Shares in Premier Oil slumped by almost a quarter in London yesterday after the firm unveiled plans to raise more equity as part of a new refinancing deal.
Nearly half of Premier’s creditors have agreed to the proposals, which would extend the firm’s £2.2 billion gross debt maturities from May 2021 to March 2025.
Premier expects the refinancing to be completed during the fourth quarter of 2020, subject to full creditor and shareholder approval.
In a “quid pro quo” with creditors, the company will try to raise £230m of equity and use the proceeds to reduce debts.
This equity would be on top of the £175m Premier intends to raise for its acquisition of BP’s stakes in the Andrew and Shearwater fields in the UK North Sea, also expected to go through by year-end.
Premier’s shares dropped 24.27% to 25.74p in response to the plans, which would further dilute existing shareholders’ ownership percentage.
Chief executive Tony Durrant said he was “very pleased” with the “bold” refinancing plan.
Mr Durrant said the package would address the looming debt maturities date, which had been “hanging over” Premier, and agreed he would just have to take the share drop on the chin.
He said he was “realistic” enough to know that attempting to raise levels of new equity that exceeded the firm’s market cap, of £313m yesterday, would convince some investors to sell up.
Mr Durrant said: “It’s not the greatest of days.
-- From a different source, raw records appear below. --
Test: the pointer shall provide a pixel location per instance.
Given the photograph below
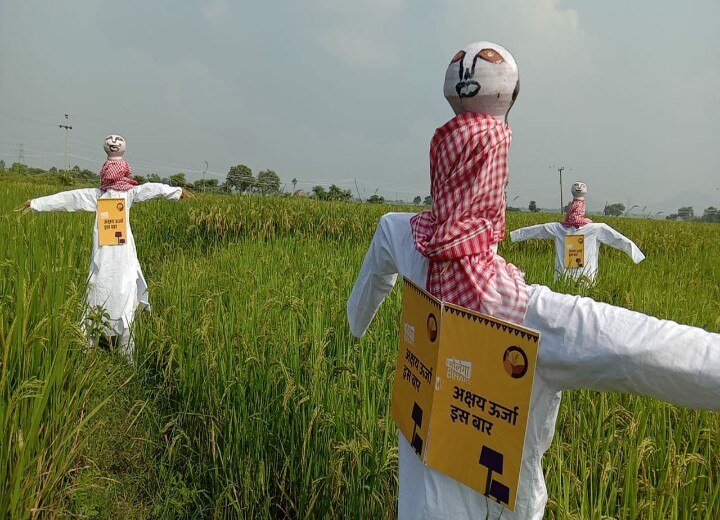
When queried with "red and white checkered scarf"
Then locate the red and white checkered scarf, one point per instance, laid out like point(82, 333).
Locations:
point(468, 173)
point(576, 214)
point(115, 175)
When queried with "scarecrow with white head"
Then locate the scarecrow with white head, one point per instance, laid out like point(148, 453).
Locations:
point(577, 240)
point(452, 251)
point(116, 285)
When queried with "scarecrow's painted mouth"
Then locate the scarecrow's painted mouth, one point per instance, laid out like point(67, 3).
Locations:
point(468, 88)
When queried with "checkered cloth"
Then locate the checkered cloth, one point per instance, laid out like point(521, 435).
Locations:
point(576, 214)
point(468, 173)
point(115, 175)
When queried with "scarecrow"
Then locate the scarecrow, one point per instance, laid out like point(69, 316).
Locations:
point(116, 285)
point(451, 250)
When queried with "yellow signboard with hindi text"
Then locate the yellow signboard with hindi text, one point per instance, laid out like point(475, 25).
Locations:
point(462, 392)
point(112, 222)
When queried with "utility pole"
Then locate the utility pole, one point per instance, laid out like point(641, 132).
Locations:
point(67, 127)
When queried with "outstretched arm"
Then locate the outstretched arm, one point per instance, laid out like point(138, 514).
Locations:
point(586, 344)
point(73, 200)
point(609, 236)
point(376, 279)
point(538, 231)
point(156, 190)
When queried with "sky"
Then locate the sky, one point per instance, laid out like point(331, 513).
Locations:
point(623, 95)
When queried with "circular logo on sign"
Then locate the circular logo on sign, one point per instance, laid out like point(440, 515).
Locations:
point(432, 327)
point(515, 362)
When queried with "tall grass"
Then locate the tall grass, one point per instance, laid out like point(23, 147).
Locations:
point(268, 408)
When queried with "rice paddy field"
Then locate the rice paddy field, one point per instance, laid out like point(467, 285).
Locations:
point(251, 399)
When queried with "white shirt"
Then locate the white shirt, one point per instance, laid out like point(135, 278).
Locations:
point(593, 233)
point(584, 344)
point(115, 282)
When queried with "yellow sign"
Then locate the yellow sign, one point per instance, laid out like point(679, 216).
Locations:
point(112, 222)
point(574, 251)
point(462, 399)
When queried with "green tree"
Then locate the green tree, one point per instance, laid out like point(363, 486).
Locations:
point(711, 214)
point(614, 210)
point(240, 178)
point(268, 182)
point(178, 180)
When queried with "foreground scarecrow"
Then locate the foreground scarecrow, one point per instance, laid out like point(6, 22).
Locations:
point(116, 285)
point(452, 251)
point(577, 240)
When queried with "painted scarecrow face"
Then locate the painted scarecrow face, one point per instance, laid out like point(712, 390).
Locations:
point(114, 146)
point(482, 78)
point(579, 189)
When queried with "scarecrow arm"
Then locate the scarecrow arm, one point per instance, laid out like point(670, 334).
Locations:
point(155, 190)
point(609, 236)
point(73, 200)
point(586, 344)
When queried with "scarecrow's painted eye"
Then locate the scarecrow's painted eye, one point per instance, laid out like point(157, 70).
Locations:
point(460, 55)
point(490, 55)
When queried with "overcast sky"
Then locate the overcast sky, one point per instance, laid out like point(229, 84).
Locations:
point(623, 94)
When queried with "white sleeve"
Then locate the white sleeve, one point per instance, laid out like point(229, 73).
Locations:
point(376, 279)
point(586, 344)
point(609, 236)
point(73, 200)
point(155, 190)
point(538, 231)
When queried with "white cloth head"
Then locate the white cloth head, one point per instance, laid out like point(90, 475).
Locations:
point(114, 147)
point(482, 78)
point(579, 190)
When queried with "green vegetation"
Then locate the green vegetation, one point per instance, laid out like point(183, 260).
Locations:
point(251, 399)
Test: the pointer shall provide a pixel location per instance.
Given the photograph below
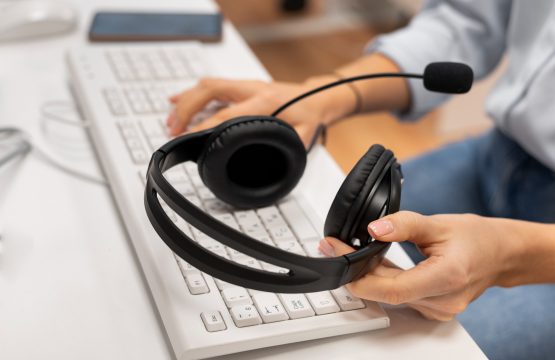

The markets are horrible and the oil price is down so we would not have had a good day anyway.
“But when people sit down and look at the long-term picture, we’re announcing something that will solve our balance sheet issues.
“It’s a bold move to make in one go, but I think it’s appropriate given the amount of support we have received for the refinancing.”
Mr Durrant said new projects and the BP deal should have Premier producing 100,000 barrels of oil equivalent per day (boepd) in a year’s time, compared with 67,300 boepd in the first half of 2020, allowing it to pay down debts “rapidly”.
Premier did make decent inroads into its debt pile between 2017 — when it completed its previous refinancing — and 2019, but progress has slowed.
In the first six months of this year, a period marked by a collapse in oil prices, Premier cut net debts to £1.49bn from £1.51bn.
Stuart Lamont, investment manager at Brewin Dolphin Aberdeen, said Premier’s plans were in the “long-term interests of the company”.
Premier’s biggest creditor, ARCM, which tried to block the initial BP deal, is on board with the refinancing proposals, Mr Durrant said.
Deep in the red for H1
A concoction of lower oil prices, unplanned shutdowns and tired-out oilfields drove Premier Oil into the red in the first half of 2020.
The Catcher vessel in the central North Sea was put out of action for three weeks by a glitch, while the end of production from the Huntington and Kyle fields was brought forward.
This contributed to a drop in group output to 67,300 barrels of oil equivalent per day (boepd) in the first six months of 2020, from 84,100 boepd last year.
First-half revenues fell 40% to £405m at Premier, which suffered pre-tax losses of £255m, down from profits of £90m in the corresponding period in 2019.
Premier’s figures were also dented by an impairment charge of £60m relating “almost entirely” to its Solan field, west of Shetland, following a reduction in long-term oil price assumptions.
A charge of £280m linked to the partial “derecognition” of UK tax losses and allowances also caused pain.
Premier has secured capital and operating expenditure savings of about £185m, partly linked to the deferral of development drilling at Catcher North and Laverda, both in the Catcher area.
A new well is slated to come on stream at Solan in September, adding 10,000 boepd, while the Varadero well should also start up next month.
The topsides and jacket for Premier’s southern North Sea Tolmount project were recently loaded out in Italy ahead of first gas in the second quarter of 2021.
Mr Durrant said the company would look to make a final investment decision on the Tolmount East project around the end of 2020.
Mr Durrant said there were “numerous infill targets” to go after in the North Sea.
Those targets were “not of the order of magnitude” that would interest oil majors, but would be chased by a handful of private-equity-backed and independent operators.
Mr Durrant also said infill projects offered some hope to the oilfield service sector, which has seen its backlog shrink in the aftermath of the oil price rout.
Output from the Balmoral field will stop in October.